In the unique domus architecture developed in the city, a ground-level story, open to the warming winter sun, stood above a subterranean level, built round a two-story atrium. Open-bottomed terracotta bottle-shapes were built into vaulting. Water sprinkled on the floors brought the colors of the mosaics to life while they provided cooling by evaporation.
In the House of the Hunt, the basilica, with an apse at its head, a transept and dependent spaces opening into what would be the nave if it were a church, has been instanced (Thébert) as an example of the conjunction between public architecture and the domus of the ruling class in the fourth century, spaces soon to be Christianized as churches and cathedrals.
The subtle colors and shading and the modelling of three-dimensional forms of the finest mosaics at Bulla Regia are not surpassed by any in North Africa, where the Roman art of mosaic floors reached its fullest development. The mosaic of a haloed Amphitrite (House of Amphitrite) is often illustrated.

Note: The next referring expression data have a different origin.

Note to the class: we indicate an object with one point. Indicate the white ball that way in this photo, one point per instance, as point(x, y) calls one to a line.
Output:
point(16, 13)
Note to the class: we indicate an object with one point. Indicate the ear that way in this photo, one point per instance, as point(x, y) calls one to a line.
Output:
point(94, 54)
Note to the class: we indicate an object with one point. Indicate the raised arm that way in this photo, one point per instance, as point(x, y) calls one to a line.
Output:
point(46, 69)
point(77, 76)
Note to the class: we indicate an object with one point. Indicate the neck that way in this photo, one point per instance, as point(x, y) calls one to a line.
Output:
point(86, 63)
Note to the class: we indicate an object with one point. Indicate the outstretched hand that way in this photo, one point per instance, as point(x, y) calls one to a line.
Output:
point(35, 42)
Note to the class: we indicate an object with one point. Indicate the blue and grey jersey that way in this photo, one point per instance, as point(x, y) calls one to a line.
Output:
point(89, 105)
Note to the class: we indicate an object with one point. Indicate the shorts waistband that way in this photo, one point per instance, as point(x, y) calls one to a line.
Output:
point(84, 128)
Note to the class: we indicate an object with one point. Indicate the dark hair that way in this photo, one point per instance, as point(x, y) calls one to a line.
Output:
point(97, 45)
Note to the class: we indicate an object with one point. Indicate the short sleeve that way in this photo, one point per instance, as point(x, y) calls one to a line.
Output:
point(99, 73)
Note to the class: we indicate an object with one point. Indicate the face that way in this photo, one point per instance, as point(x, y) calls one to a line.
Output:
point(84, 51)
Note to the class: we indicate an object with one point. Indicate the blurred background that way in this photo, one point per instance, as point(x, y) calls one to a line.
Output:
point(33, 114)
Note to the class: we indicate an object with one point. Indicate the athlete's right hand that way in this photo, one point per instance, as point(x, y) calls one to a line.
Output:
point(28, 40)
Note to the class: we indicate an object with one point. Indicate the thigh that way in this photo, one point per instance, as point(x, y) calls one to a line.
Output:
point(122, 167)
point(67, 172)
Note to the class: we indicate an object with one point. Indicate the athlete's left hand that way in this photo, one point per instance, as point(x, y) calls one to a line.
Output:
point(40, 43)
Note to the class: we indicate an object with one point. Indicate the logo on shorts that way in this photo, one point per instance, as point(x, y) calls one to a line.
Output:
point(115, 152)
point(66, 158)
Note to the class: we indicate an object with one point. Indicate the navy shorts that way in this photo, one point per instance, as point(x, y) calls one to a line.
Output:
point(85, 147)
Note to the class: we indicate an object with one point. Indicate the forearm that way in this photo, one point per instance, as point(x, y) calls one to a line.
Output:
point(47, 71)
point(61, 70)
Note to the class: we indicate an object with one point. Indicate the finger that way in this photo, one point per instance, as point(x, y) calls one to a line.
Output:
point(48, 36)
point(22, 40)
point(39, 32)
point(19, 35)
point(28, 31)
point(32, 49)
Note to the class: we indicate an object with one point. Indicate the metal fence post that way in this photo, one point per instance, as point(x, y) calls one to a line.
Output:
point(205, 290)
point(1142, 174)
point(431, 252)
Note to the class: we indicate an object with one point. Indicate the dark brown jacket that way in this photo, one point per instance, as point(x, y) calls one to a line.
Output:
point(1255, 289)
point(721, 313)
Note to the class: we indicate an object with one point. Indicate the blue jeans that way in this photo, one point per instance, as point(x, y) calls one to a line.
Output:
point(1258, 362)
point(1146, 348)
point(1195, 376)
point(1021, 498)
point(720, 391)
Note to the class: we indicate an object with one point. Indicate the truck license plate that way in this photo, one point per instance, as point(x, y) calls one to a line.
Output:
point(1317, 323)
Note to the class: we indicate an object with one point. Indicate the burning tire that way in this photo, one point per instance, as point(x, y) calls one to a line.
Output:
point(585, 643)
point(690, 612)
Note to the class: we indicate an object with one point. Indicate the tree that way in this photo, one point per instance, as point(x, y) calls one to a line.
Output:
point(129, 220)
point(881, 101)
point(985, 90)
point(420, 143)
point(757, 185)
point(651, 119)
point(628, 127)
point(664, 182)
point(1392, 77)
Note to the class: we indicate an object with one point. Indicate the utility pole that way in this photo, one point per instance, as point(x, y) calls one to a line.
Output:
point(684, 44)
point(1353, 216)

After its season of flourishing, Bulla Regia was slowly degraded under Byzantine rule. As elsewhere in the Late Empire, the local aristocracy found themselves in a position to increase the extent of their houses at the expense of public space: the House of the Fisherman was adapted to link two separate insulae turning a thoroughfare into a dead end.
Finally an earthquake destroyed Bulla Regia, collapsing its first floors into the subterranean floors. Drifting sand protected the abandoned sites, which were forgotten until the first excavations were begun, in 1906, in part spurred by the destruction of the monumental entrance to the Roman city. The forum, surrounded by porticoes, was excavated in 1949-52. Its public basilica had an apse at each end. As a cathedral it had a highly unusual cruciform baptismal font inserted the center of the rear (west end) of its nave.